Anonymous Charge CloudFlare: Justice or Hypocrisy?

Anonymous — the group of hacktivists — has launched a campaign called Operation Isis several months ago. The members of the group did not just identify and attack websites that are somehow connected with the Islamic State, they also searched for the companies in U.S. and in U.K. that host such websites and published their lists on the Internet. The cause for such attention from Anonymous is terrorism promotion.

Recently, Anonymous focused on CloudFlare, which is not even a proper hosting company, because it protects over 50 Isis related websites against DDoS attacks. The hacktivists launched a petition to the U.S. government so that the company would be criminally charged for supporting terrorism.

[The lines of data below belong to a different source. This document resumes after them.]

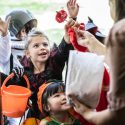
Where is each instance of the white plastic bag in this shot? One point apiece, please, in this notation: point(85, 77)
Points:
point(84, 77)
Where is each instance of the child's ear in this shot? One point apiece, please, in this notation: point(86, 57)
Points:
point(46, 108)
point(27, 53)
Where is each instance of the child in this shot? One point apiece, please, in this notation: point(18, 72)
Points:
point(41, 63)
point(52, 102)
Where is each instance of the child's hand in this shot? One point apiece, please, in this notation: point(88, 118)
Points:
point(73, 8)
point(69, 24)
point(81, 108)
point(18, 71)
point(4, 25)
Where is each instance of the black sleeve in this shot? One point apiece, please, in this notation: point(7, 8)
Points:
point(61, 53)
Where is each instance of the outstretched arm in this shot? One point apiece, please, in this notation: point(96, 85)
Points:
point(5, 45)
point(73, 8)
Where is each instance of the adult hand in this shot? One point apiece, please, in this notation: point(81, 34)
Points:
point(73, 8)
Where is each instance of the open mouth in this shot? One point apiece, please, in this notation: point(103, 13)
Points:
point(43, 54)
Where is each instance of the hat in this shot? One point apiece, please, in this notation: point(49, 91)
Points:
point(42, 88)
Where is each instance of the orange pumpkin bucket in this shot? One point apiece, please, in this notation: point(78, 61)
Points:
point(14, 98)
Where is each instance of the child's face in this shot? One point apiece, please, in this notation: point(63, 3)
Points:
point(57, 102)
point(39, 49)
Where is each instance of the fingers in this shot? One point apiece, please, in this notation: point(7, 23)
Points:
point(19, 72)
point(8, 21)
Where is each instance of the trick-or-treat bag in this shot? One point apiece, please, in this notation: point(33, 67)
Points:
point(84, 77)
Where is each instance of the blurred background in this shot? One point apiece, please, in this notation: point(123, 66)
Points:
point(45, 11)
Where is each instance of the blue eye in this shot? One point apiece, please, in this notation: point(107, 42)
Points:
point(36, 46)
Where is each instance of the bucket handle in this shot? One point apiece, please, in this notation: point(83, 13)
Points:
point(11, 76)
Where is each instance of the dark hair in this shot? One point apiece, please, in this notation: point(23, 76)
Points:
point(55, 87)
point(119, 10)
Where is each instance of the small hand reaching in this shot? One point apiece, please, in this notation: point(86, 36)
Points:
point(18, 71)
point(4, 25)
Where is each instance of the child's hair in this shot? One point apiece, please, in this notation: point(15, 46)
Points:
point(47, 90)
point(34, 33)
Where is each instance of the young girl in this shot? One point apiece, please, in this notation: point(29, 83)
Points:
point(41, 63)
point(52, 102)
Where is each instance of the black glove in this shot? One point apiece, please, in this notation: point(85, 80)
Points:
point(18, 71)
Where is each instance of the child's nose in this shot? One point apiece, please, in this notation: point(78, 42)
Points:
point(42, 47)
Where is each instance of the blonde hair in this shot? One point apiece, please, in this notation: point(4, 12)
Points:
point(34, 33)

According to the comment, given to the International Business Times by company’s CEO Matthew Prince, CloudFlare is not going to fulfill Anonymous’ request and block its services to the Isis websites, because, firstly, it would not make a difference anyways, for the content would not be removed, and secondly, such actions could be evaluated as censorship.

“We’re the plumbers of the internet… We make the pipes work but it’s not right for us to inspect what is or isn’t going through the pipes. If companies like ours or ISPs (internet service providers) start censoring there would be an uproar. It would lead us down a path of internet censors and controls akin to a country like China.”

Discrimination and censorship is something CloudFlare couldn’t be blamed for — just a few weeks ago, while analyzing the causes of Pirate Bay going down, the Inquisitr mentioned that this website also uses CloudFlare’s services.

“It is quite possible, and what is worse is that Pirate Bay’s CloudFlare service is not working, either.

CloudFlare is the website caching service Pirate Bay uses to keep visitors on their site even when it experiences downtime.”

Basically, the fact that CloudFlare provides services to such controversial websites, as Pirate Bay is, should have been sufficient to certify that the company is not going to deny any of its customers.

The petition, however, is unlikely to be a success — till the present moment, it got 185 signatures and needs to get 99 815 more before May 25 to actually make the government take action against the company.

And perhaps it is for the best, because in this case hacktivists seem to act hypocritically. After all, it was Anonymous who waged a huge Operation Payback campaign against PayPal and Amazon for cutting off services to Wikileaks without a legal decision — and that’s exactly what they request from CloudFlare.